Tuesday, May 08, 2007

The Arab Toothpaste Plan for the Iraq, Price of Saudi Marital Intimacy

The Saudi-owned media, dominating Arab print and airwaves with its huge overseas outlets (alhayat, asharq alawsat, alarabiya TV, etc...) is again calling for a military-led regime in Iraq, in order to, as they claim, restore order and prepare for a 'more balanced' political system. The editor-in-chief of a major Saudi paper published in London came out openly today for a restored Iraqi army, presumably without its Halabja-era arsenal of chemicals and poison gas, to take over. Does he know that he is proposing to push the Iraqi toothpaste back into its old tube...an impossible task now? Not even the best-paid writers in London can achieve that.

Saudi-owned columnists in the Gulf and across the Arab World are again repeating the same message, which is almost a mantra now.
The main thrust of these arguments is asserting control by a central government, which incidentally will be less Shi'a and less Kurdish.....especially less Shi'a, which would make it more in line with other Arab regimes. Sort of like, dare I say, our erstwhile brothers, our old buddies of the Ba'ath Arab Socialist Party.

Should this new regime be un-elected, then this would make it even more in line with all the Arab despots, absolute monarchs, and presiedents-for-life. All brothers in....despotism.
Nobody has mentioned anything about the fate of autonomous Kurdistan in this desired re-centralized system...it is the almost-independent elephant in the room that no one mentions.

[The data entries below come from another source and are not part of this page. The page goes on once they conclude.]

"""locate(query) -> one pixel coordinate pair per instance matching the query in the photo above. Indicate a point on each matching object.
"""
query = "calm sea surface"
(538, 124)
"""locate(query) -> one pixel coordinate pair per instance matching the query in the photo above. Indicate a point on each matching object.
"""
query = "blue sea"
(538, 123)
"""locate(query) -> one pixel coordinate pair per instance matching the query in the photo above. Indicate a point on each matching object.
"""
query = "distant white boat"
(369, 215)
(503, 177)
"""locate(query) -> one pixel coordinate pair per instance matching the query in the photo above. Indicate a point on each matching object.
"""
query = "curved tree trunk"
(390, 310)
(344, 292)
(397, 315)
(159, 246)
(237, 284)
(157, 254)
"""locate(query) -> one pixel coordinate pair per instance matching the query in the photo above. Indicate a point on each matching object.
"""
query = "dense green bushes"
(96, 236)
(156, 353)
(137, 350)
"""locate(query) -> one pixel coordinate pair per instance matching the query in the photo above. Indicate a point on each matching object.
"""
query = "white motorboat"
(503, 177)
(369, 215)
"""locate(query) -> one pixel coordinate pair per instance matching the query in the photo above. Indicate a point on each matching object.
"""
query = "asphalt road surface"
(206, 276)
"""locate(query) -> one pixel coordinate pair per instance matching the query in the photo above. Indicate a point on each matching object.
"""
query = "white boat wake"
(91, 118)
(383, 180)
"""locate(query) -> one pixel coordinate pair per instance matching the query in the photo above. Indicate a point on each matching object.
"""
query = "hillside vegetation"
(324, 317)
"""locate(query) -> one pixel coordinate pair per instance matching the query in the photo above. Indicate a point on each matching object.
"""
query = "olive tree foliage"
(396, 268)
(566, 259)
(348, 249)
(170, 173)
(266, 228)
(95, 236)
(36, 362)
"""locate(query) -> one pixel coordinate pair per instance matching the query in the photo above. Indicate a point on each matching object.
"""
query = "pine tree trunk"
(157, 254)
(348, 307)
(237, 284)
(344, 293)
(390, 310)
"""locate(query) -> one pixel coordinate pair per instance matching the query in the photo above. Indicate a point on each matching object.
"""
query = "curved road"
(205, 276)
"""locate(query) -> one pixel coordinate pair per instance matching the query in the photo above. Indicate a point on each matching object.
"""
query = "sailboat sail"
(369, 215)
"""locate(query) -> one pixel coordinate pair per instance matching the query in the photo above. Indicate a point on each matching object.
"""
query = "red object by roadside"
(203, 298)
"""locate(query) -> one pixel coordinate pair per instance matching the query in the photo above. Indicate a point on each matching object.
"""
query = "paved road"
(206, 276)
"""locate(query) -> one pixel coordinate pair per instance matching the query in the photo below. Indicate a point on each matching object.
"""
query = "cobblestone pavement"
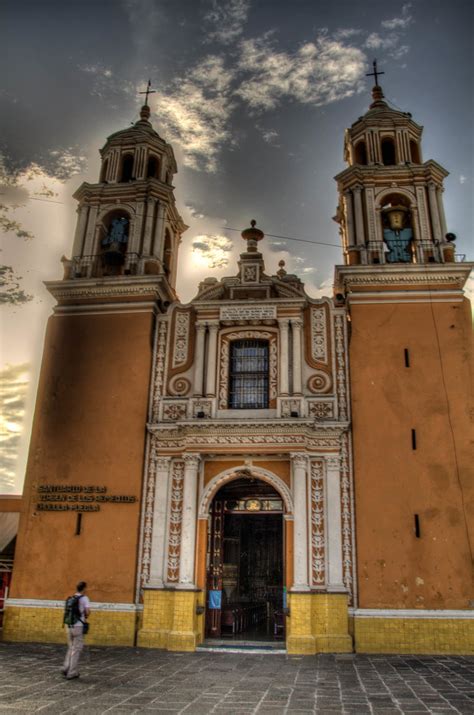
(129, 680)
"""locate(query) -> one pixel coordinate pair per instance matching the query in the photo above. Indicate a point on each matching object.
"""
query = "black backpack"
(72, 613)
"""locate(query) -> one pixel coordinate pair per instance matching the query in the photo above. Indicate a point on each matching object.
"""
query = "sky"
(254, 96)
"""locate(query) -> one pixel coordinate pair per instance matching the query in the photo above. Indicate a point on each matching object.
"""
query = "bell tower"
(410, 353)
(128, 224)
(83, 485)
(390, 201)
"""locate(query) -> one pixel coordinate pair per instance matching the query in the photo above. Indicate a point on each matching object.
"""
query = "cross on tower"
(148, 91)
(374, 73)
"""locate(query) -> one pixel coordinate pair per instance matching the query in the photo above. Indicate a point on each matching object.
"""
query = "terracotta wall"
(392, 481)
(89, 429)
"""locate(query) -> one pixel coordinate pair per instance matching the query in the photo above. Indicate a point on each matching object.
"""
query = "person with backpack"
(76, 613)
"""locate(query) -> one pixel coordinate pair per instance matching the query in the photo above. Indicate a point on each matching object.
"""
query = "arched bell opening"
(113, 241)
(245, 580)
(388, 151)
(153, 168)
(126, 168)
(360, 153)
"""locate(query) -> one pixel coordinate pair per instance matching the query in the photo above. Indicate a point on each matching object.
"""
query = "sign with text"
(74, 497)
(243, 312)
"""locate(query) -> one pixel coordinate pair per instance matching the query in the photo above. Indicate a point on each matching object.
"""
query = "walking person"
(76, 613)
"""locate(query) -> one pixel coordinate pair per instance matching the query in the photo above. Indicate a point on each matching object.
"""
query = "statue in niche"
(397, 237)
(117, 234)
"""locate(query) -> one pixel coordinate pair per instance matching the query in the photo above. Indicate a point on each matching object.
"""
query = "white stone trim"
(234, 473)
(409, 613)
(95, 605)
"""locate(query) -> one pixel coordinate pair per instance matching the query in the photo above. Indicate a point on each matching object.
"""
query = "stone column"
(212, 359)
(89, 247)
(284, 362)
(150, 210)
(296, 325)
(360, 233)
(435, 222)
(188, 524)
(199, 359)
(160, 508)
(442, 215)
(334, 533)
(299, 464)
(80, 230)
(349, 218)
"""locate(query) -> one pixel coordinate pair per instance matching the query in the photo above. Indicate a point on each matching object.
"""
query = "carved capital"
(299, 460)
(191, 461)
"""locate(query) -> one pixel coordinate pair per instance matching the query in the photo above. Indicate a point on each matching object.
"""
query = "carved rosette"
(176, 518)
(159, 371)
(341, 368)
(318, 528)
(224, 363)
(347, 521)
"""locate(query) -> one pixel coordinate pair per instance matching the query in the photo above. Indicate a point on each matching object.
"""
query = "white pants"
(75, 641)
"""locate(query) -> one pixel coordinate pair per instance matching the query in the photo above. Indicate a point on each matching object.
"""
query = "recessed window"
(248, 378)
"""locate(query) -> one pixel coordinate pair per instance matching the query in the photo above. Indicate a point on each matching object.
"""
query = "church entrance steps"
(249, 647)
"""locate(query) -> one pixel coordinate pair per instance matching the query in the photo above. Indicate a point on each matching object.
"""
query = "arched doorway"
(245, 580)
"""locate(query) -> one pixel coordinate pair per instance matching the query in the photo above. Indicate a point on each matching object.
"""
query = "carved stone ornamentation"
(341, 370)
(179, 386)
(318, 528)
(173, 411)
(347, 522)
(319, 347)
(224, 362)
(176, 518)
(319, 382)
(181, 338)
(159, 371)
(320, 410)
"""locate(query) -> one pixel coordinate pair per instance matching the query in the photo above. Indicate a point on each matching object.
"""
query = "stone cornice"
(402, 277)
(110, 289)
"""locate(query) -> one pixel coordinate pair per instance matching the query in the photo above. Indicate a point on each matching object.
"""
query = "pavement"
(137, 680)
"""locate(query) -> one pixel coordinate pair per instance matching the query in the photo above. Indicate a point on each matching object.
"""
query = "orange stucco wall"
(392, 481)
(89, 429)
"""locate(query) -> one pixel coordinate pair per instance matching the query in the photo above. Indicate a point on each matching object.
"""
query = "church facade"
(256, 463)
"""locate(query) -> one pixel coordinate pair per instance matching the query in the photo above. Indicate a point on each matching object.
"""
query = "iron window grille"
(248, 375)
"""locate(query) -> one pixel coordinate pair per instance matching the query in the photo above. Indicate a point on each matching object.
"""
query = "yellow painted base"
(170, 620)
(45, 625)
(318, 623)
(433, 636)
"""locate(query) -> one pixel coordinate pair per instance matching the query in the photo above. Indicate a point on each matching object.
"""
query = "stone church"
(256, 465)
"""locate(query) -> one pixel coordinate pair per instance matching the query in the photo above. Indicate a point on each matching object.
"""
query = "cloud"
(318, 73)
(14, 381)
(211, 250)
(399, 23)
(196, 111)
(226, 20)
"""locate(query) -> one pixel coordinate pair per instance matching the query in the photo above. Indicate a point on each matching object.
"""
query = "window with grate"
(248, 378)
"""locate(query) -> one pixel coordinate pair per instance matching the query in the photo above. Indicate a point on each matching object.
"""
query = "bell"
(113, 255)
(396, 216)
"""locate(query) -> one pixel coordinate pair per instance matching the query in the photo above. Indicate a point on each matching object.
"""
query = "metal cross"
(374, 73)
(148, 91)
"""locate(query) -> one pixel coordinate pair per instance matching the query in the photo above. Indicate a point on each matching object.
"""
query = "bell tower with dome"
(410, 356)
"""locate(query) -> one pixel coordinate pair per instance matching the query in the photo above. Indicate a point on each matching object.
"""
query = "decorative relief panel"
(319, 382)
(176, 518)
(321, 409)
(179, 386)
(347, 522)
(341, 367)
(224, 363)
(173, 411)
(318, 529)
(159, 371)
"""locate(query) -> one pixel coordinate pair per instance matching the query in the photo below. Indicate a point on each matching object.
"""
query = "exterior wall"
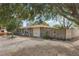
(36, 32)
(54, 33)
(75, 33)
(68, 33)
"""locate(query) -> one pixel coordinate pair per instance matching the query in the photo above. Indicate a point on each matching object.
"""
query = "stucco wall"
(54, 33)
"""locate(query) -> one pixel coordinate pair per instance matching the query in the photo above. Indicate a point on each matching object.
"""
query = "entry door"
(36, 32)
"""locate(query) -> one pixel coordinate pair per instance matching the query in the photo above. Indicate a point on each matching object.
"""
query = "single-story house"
(44, 31)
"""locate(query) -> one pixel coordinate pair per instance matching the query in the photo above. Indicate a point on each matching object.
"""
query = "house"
(44, 31)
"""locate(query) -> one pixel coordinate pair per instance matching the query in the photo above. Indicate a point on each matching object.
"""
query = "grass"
(47, 51)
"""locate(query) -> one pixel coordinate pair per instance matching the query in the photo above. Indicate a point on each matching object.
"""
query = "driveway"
(37, 46)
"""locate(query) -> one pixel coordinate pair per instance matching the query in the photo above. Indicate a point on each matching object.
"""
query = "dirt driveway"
(26, 46)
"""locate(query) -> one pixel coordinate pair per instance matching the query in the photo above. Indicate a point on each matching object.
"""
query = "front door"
(36, 32)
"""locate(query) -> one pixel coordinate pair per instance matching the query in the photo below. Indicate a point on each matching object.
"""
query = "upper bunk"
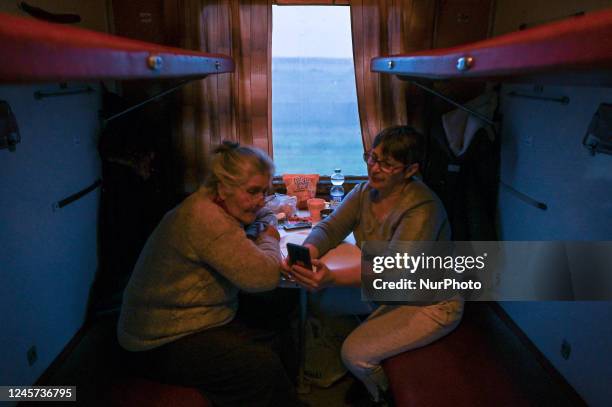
(576, 51)
(36, 51)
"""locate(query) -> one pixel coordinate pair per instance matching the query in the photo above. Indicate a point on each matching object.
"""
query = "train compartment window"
(315, 121)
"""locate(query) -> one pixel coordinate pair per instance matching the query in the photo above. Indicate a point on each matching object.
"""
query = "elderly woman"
(392, 206)
(179, 306)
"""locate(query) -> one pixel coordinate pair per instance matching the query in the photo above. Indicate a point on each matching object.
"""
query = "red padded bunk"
(576, 51)
(32, 51)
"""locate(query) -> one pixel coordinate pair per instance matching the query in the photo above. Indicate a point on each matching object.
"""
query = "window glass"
(315, 122)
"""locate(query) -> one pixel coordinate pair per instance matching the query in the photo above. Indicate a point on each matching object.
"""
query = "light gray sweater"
(418, 216)
(189, 273)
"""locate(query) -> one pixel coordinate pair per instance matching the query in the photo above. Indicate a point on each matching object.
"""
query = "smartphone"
(299, 254)
(298, 225)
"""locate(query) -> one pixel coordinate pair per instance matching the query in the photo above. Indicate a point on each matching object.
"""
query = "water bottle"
(336, 192)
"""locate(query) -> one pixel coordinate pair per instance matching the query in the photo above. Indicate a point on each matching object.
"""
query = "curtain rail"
(75, 197)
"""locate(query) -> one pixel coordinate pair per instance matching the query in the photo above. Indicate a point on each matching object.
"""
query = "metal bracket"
(9, 132)
(65, 91)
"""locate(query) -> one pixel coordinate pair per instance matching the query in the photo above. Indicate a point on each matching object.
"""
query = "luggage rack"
(38, 51)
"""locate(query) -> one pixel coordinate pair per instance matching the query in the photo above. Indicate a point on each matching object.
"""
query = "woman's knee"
(354, 355)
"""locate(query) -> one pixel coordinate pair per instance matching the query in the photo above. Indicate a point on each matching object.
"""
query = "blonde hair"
(232, 164)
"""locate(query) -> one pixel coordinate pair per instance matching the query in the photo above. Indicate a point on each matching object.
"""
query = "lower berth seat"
(481, 363)
(135, 391)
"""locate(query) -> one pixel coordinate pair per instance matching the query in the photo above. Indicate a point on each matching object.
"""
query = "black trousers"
(237, 364)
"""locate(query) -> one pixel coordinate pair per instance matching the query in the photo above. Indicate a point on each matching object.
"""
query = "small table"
(344, 253)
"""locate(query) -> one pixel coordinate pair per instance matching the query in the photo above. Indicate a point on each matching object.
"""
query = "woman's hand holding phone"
(312, 280)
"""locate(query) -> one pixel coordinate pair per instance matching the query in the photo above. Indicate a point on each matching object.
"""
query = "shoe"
(357, 394)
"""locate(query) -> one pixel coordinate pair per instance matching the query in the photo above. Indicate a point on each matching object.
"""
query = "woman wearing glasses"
(178, 311)
(392, 206)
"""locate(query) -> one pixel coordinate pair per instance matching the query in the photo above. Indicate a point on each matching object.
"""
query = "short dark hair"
(402, 143)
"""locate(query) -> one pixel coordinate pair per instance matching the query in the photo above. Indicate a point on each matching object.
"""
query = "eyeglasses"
(371, 159)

Meanwhile, Iraqi Sunni political parties have been hinting at withdrawal from the government and perhaps from the political process. Vice President al-Hashimi the other day mentioned May 15 as a target date for some serious work on the constitution, or else.

This is apparently part of a coordinated drive to put some pressure on the al-Maliki government. But the real target is the Bush administration, which is even more susceptible to pressure here, since it is terrified of any appearance of a weakening of the Iraqi political process.

The good news is that the sensible Biden-Gelb idea of a union of autonomous regions is gaining support in the Senate.

Love and Marriage in Arabia:
Alarabiya website reports (May 8) on a strange phenomenon in Saudi Arabia: husbands who refuse to ‘get intimate’ with their wives, and wives who have to pay their husbands for intercourse.
One husband demanded 1000 rials from his wife in exchange for his ‘services’- the site did not report what the going rate is for escorts over there. The wife borrowed the money from her brother and paid her husband in order to have intimacy with him. When she lost after the Saudi stock market crashed and could not repay the money, her brother sued her.

The network reports that this has become more common, and is a major cause for divorce or law suits to force the husbands to perform their ‘roles’ in bed. One wife, who is also a businesswoman complains that she has to pay her husband for each time she needs his ‘services’.

Now, where do you suppose these husbands go for their……fun? Unless there is a national need for ED medication.

Saudi religious police in Jeddah roughed up some people and ejected three Canadian women from an exhibition on 'Education in the Middle East'. This parallel police is called 'The OAuthority for Propagation of Virtue and Prevention of Sin'. They are dedicated to the prevention of any kind of fun that is not related to eating and drinking soda pop. And no, they do not have their headquarters in Washington D.C.